Yesterday we had our 3rd Mix It Up Day for the school year. I posted previously about our second program in this post (What You Do Matters).
I have been working really hard this year on our new theme, What You Do Matters!, but I really wanted kids to understand that they really hold a lot of control in different situations. I decided to give the students a challenge: a simple relay race.
I collected materials from around the school: chairs, cones, goggles, aprons, and dish-washing gloves. I also made a short little "Lunch Survey" that they could fill out and talk about while they were eating, and bought some Hershey Kisses.
At our Middle School we have four lunch periods, one for each grade level (grades 5-8). Students are broken down into two groups: cafeteria and recess. Halfway through the period they switch, allowing each group to play and have lunch. For our first two Mix It Up Days, I broke away from this tradition, and had everyone in the grade eat together and participate in the activity. It was a challenge making sure everyone had enough time to eat, so this time, I thought I would keep the same format, but mix up the groups (keeps eat and play together with the same students all year).
To do this I made 12 teams for each Grade Level. Each team was a color. I also made cards for each student that told them what team they were on and if their team ate first or had recess first. I did laminate these cards so I could reuse them for each Lunch. I also made signs for the table and signs for the relay race lines. This worked out really well, and I know I am going to save them and reuse them again next year.
When the kids were in recess I lined them up for the relay race. On one side of the gym I had a cone for the starting point, the goggles, the gloves, and the apron (or superhero cape as many wore it). On the other side of the gym I sat chairs across from the cones, each with a stack of Hershey Kisses on them.
The students were asked to dress up, run over to the Hershey Kiss, unwrap it (while wearing the gloves), then either eat it or leave it on the chair (their choice), run back and switch with the next person in line. It was pretty comical watching the kids unwrap their Kiss with the gloves on, watching the goggles fall down their face, and seeing little pieces of Hershey Kiss paper hanging out of some mouths!
Here are a few pictures of the race:
After the relay was over, I asked these questions:
How many thought this was difficult?
What made this challenging?
Would the race have been easier if I didn't have them dress up or wear gloves?
What message do I want them to walk away with?
I then followed up with the message~ Sometimes we will encounter challenges in life. That doesn't mean we throw our hands up and give up. Things may, at times, seem difficult.

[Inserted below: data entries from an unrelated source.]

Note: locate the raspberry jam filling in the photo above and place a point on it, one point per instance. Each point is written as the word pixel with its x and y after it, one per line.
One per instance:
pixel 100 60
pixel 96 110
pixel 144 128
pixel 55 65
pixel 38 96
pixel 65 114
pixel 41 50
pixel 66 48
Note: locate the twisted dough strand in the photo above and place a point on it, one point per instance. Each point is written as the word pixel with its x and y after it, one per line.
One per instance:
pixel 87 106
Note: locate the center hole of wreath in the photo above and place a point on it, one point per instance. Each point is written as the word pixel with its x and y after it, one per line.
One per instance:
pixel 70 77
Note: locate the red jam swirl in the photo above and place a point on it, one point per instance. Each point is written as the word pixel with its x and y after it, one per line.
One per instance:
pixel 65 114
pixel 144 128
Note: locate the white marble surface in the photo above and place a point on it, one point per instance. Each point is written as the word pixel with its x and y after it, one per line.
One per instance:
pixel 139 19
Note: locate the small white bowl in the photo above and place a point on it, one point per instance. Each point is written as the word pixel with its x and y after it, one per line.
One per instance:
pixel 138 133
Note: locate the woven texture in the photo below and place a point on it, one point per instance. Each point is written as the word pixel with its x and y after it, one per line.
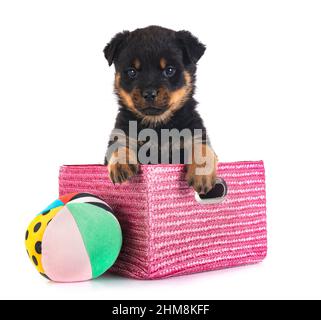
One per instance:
pixel 166 231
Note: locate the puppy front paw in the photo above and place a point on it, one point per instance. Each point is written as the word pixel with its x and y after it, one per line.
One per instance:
pixel 201 173
pixel 119 173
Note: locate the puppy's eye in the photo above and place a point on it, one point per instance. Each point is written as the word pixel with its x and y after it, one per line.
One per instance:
pixel 132 73
pixel 169 71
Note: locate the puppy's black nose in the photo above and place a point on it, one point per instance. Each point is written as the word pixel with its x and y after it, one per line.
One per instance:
pixel 149 94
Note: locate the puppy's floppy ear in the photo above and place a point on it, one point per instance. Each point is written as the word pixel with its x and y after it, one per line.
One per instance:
pixel 112 49
pixel 192 48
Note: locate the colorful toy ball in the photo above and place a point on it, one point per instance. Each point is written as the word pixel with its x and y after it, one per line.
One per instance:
pixel 76 238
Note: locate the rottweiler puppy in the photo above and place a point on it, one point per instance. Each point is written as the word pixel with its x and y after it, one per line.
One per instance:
pixel 155 81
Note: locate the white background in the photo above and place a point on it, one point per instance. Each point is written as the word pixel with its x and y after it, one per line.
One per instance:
pixel 259 91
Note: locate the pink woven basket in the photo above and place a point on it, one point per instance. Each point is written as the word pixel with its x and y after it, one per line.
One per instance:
pixel 167 232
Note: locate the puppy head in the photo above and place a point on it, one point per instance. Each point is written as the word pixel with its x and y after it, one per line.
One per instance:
pixel 155 70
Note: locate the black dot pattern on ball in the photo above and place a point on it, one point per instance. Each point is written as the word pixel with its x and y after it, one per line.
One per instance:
pixel 35 261
pixel 37 227
pixel 38 247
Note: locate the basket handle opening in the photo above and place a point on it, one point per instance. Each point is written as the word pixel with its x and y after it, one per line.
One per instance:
pixel 216 195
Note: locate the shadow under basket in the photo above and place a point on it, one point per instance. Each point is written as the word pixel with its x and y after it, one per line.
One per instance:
pixel 169 230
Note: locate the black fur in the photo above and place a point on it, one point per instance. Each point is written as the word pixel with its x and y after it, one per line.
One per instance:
pixel 180 49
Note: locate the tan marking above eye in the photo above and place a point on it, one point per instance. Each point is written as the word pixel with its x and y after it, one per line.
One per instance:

However, if we don't accept the challenge and try new things, we may never know of the fun we are going to miss or the sweet reward we may find at the end.
Hummm. . .see how it all ties together?
Anyway, with the 8th graders we then talked about how in high school they will find plenty of experiences that may be challenging. . .classes, new friends, clubs, etc. The other grade levels we related it to bullying and what we can do if we see it happen, how the challenge is to intervene and tell someone to stop, but the reward is a safe school--one where learning is fun and everyone wants to be.